A brief hiatus...and some interesting historical stuff.
I'll be on hiatus this week, but I'll leave you with a few interesting tidbits in my absence, on L.A. and ocean-themed history.
I began this Substack blog on August 10. Since that time, I’ve put out one article every weekday—on subjects ranging from climate change to modern American politics, World War II, medieval history and lots of points in between. Now comes the first break I’ll be taking since starting, and I’ve had to decide how to handle hiatuses.
I will be gone this week (Sept. 20-24) taking some much-needed R&R. For what it’s worth, here are a few totally random links to some interesting historical material that you might not otherwise come across. As I am going to the coast this week, they are all somehow related to the ocean, beaches, or coastal locations like Los Angeles.
Surf Nazis.
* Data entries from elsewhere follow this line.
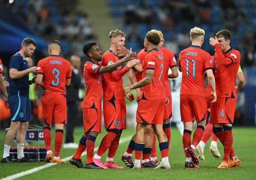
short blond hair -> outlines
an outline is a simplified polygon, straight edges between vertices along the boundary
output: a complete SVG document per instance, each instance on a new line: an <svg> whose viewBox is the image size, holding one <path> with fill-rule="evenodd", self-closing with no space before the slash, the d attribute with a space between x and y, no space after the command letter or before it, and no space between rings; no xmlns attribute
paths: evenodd
<svg viewBox="0 0 256 180"><path fill-rule="evenodd" d="M196 26L190 30L190 37L192 40L197 40L200 36L204 36L204 30Z"/></svg>
<svg viewBox="0 0 256 180"><path fill-rule="evenodd" d="M154 32L157 33L158 36L160 37L160 38L163 38L164 37L164 34L160 31L156 30L151 30L149 31L149 32Z"/></svg>
<svg viewBox="0 0 256 180"><path fill-rule="evenodd" d="M123 32L116 28L116 30L113 30L109 32L109 38L111 39L112 38L117 38L120 37L120 38L125 37L125 34Z"/></svg>

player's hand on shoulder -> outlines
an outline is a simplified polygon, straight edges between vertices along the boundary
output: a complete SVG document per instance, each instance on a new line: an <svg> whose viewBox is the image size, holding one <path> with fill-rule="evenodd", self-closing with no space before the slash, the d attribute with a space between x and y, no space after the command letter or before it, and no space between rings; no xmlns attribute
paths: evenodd
<svg viewBox="0 0 256 180"><path fill-rule="evenodd" d="M217 100L217 95L216 95L216 92L214 93L213 92L212 92L211 97L212 97L212 101L211 101L211 103L216 102L216 100Z"/></svg>
<svg viewBox="0 0 256 180"><path fill-rule="evenodd" d="M30 72L31 73L36 73L36 66L33 66L29 69L30 69Z"/></svg>
<svg viewBox="0 0 256 180"><path fill-rule="evenodd" d="M128 62L132 59L133 59L136 55L136 53L135 52L133 52L125 57L124 58L124 62Z"/></svg>
<svg viewBox="0 0 256 180"><path fill-rule="evenodd" d="M128 93L126 95L126 96L127 99L131 102L133 101L135 99L133 95L130 93Z"/></svg>
<svg viewBox="0 0 256 180"><path fill-rule="evenodd" d="M213 46L214 46L216 44L219 44L219 41L218 40L216 36L215 38L210 38L210 40L209 40L209 42L210 44Z"/></svg>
Here is an essay that ran in the New York Times about two years ago, exploring the surprising links between the Southern California surfing culture and white supremacy. This topic came up during the course of one of our episodes of my podcast Green Screen, about the 1991 film Point Break. You wouldn’t think of surfing as being anything other than good clean fun, but unfortunately there’s a very dark edge to some parts of the sport.
Oak Island Treasure, Debunked…110 Years Ago. I am somewhat infamous among the fans of an uncommonly terrible History Channel show called The Curse of Oak Island, which posits the theory that some sort of treasure was buried on a remote island off the coast of Nova Scotia, Canada. In 2017 I did some high-profile articles and videos debunking the legend, which angered fans of the show. I hope they have some rage left over for one Henry L. Bowdoin, who wrote this article, published in Collier’s Magazine in 1911, in which he stated how and why we know that there is, in fact, no treasure on Oak Island and never was. Bowdoin was the chief engineer on a 1909 treasure hunt to Oak Island, in which a young Franklin D. Roosevelt participated. If you read the article linked there, you’ll understand not only why this hunt failed to find any treasure, but how they definitely would have found something if there was anything there. No fan of the modern Oak Island show has ever had any substantive response to this 110-year-old article.
An Automobile Club’s 1938 Plan to Ruin Los Angeles. In 1938, an organization called the Automobile Club of Southern California put forth a plan for the “renewal” of Los Angeles, which involved the building of large-scale “elevated motorways”—we call them freeways—all over the city. Their plan was published in a June 1938 issue of the Los Angeles Daily Mirror, archived here. This astonishing plan includes, quite explicitly, the use of building auto-centered highways as a tool of ethnic cleansing, by punching freeways through the heart of “blighted” neighborhoods, which is a euphemism for places where people of color lived. This evidence came to light in my research for recent Green Screen podcast episodes on the films Who Framed Roger Rabbit and Chinatown. As you’ll see, the plan was, unfortunately, followed largely to the letter, resulting in the ghastly nightmare of freeways that Los Angeles is today.
The Rise and Fall of Pacific Ocean Park. Just in case you need a little more SoCal history, here is a fascinating article about the short-lived heyday of a seaside attraction off Venice Beach called Pacific Ocean Park. Built in 1958 by CBS and a consortium of developers, POP, as it was known, was intended to compete with Disneyland, and actually did—for one day, its opening in July 1958. Urban renewal projects in the 1960s choked off freeway access to POP and it closed in 1967, becoming a decaying hulk of a wooden pier that finally burned down in 1975. The video embedded above is a retrospective of some happier times at POP, which, given its timing, was evidently formative among Baby Boomers who lived in the L.A. area. I found these materials also while doing an episode of Green Screen, and it’s too cool not to share.
Don’t Buy Artwork on a Cruise Ship. In the heyday of the transatlantic ocean travel, especially the 1920s and 1930s, there were numerous scammers and hucksters afloat who took unique advantage of oceangoing passengers. They’re gone, but now there’s a new legion of scammers afloat, and some of them sell spurious works of “art” on cruise ships all over the world. This article from Bloomberg gets inside the strange world of cruise ship art auctions and why they’re problematic. This is material I found while doing research for a potential future novel I’m writing, set at sea.
I hope you enjoy the week. Thanks to all who read and share my work.